Ein absolutes Muss für Fans: „Another Side of John Coltrane“

Der Titel lautet „Another Side…“, also eine andere Seite von John Coltrane, und ist ein wenig irreführend. Das hier gesammelte Material ist nicht neu – aber so gut klangen die Stücke wohl noch nie. Einige der Songs werden Coltrane-Fans auf eher kratzigen Übertragungen auf CDs kennen. Hioer ist die Musik so aufgeräumt und wird mit tadellos intakter Seele präsentiert. Das ist einfach toll.

Von Dylan Cem Akalin

Neben den Aufnahmen als Klangquelle gibt es aber noch ein paar interessante Punkteauf „Another Side of John Coltrane“ zu entdecken: Da reihen sich zum Beispiel vier Songs aus der Session Juli 1957 mit Thelonious Monk in chronologischer Reihenfolge, und man sieht deutlich den rasanten Fortschritt Coltranes als Spieler, bis die „Sheets of Sound“ vollendet sind.

Die beiden Songs aus den Leader-Sessions von Art Taylor und Tadd Dameron sind selbst für eine beträchtliche Anzahl von Fans auf Vinyl schwer zu erwerben. Prestige- und Riverside-Sessions stehen im Mittelpunkt, aber am Ende kommt „Someday My Prince Will Come“ mit Miles aus der CBS-Ära hinzu, und man kann den kontrastierenden Unterschied genießen.

John Coltranes spirituelle Suche nach dem einen Sound und dem einen Ausdruck nahm ja die zweite Hälfte seiner Aufnahmekarriere ein. Doch davor war er lange Zeit Sideman – und ein wichtiger dazu. Mit seinem Sound hat er Miles Davis und Art Taylor und Thelonious Monk und Red Garland und Sonny Rollins seinen sanften Ton und den besonderen Charakter verpasst.

Das Album startet mit „Tenor Madness“, ein hörenswerter Wettbewerb der Tenorsaxofonisten Sonny Rollins und Coltrane in gutmütigem Gedränge. Sie rasen nur so durch die Schluchten ihrer Soundfantasien. Einfach wunderbar. Ein Sound, der fast ein wenig melancholisch macht, weil man sich dieser Hingabe zu sehnt.

Die Miles-Phase besteht aus Balladen („Round Midnight“) zu schönem Bop („Oleo“) und dem schwindelerregenden „Airegin“. Tadd Damerons wunderschönes „Soultrane“ ist ein Vehikel für Coltranes herrlich abgerundeten und vollen Tenor. Sein Spiel zu Thelonious „Monk’s Mood“ ist einfach meisterhaft. Bei Monks „Epistrophy“, einem Alternative-Track, hört man das Glühen von Coltranes Seele.
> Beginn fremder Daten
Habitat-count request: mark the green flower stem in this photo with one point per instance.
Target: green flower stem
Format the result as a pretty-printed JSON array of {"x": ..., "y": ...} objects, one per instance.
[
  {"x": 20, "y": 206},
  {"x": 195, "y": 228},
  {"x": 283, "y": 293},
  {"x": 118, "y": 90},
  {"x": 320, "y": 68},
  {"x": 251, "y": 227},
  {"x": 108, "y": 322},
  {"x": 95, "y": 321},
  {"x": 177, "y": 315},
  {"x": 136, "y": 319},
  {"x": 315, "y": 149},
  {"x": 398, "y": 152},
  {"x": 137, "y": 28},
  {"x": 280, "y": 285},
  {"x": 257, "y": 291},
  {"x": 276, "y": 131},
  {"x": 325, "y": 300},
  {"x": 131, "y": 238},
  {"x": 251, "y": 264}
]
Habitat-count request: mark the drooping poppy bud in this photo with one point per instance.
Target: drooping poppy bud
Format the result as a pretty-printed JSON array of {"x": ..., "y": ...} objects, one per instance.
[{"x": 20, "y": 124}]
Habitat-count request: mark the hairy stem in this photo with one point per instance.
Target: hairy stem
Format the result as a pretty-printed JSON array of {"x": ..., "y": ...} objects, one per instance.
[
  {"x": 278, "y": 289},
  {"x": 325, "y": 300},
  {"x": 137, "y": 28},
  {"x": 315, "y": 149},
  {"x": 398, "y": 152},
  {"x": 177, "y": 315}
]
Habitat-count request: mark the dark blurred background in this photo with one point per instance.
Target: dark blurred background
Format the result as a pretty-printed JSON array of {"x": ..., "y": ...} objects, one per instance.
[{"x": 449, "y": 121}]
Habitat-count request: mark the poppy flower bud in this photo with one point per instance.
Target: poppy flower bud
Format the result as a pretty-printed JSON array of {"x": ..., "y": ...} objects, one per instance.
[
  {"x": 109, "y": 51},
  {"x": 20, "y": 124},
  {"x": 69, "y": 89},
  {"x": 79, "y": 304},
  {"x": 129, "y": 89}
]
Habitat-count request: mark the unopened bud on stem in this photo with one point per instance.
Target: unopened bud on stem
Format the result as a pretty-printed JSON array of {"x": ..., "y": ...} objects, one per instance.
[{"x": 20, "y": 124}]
Dieses Doppelalbum ist mehr als ein Best of, es ist ein absolutes Muss für Fans von John Coltrane. Es ist vollgepackt mit einigen seiner besten Aufnahmen, die er je als Sideman und Kollaborateur zusammen mit Jazz-Größen wie Miles Davis, Thelonious Monk, Sonny Rollins und Art Taylor aufgenommen hat. Übrigens: Die spezielle Vinyl-Edition enthält zwei Tracks, die nicht auf der CD enthalten sind – „Nutty“, die auf dem Thelonious Monk with John Coltrane-Album war, und „Birks‘ Works“ vom Red Garland Quintet-Album Soul Junction mit Donald Byrd. Also: Ein Muss auf jeden Fall.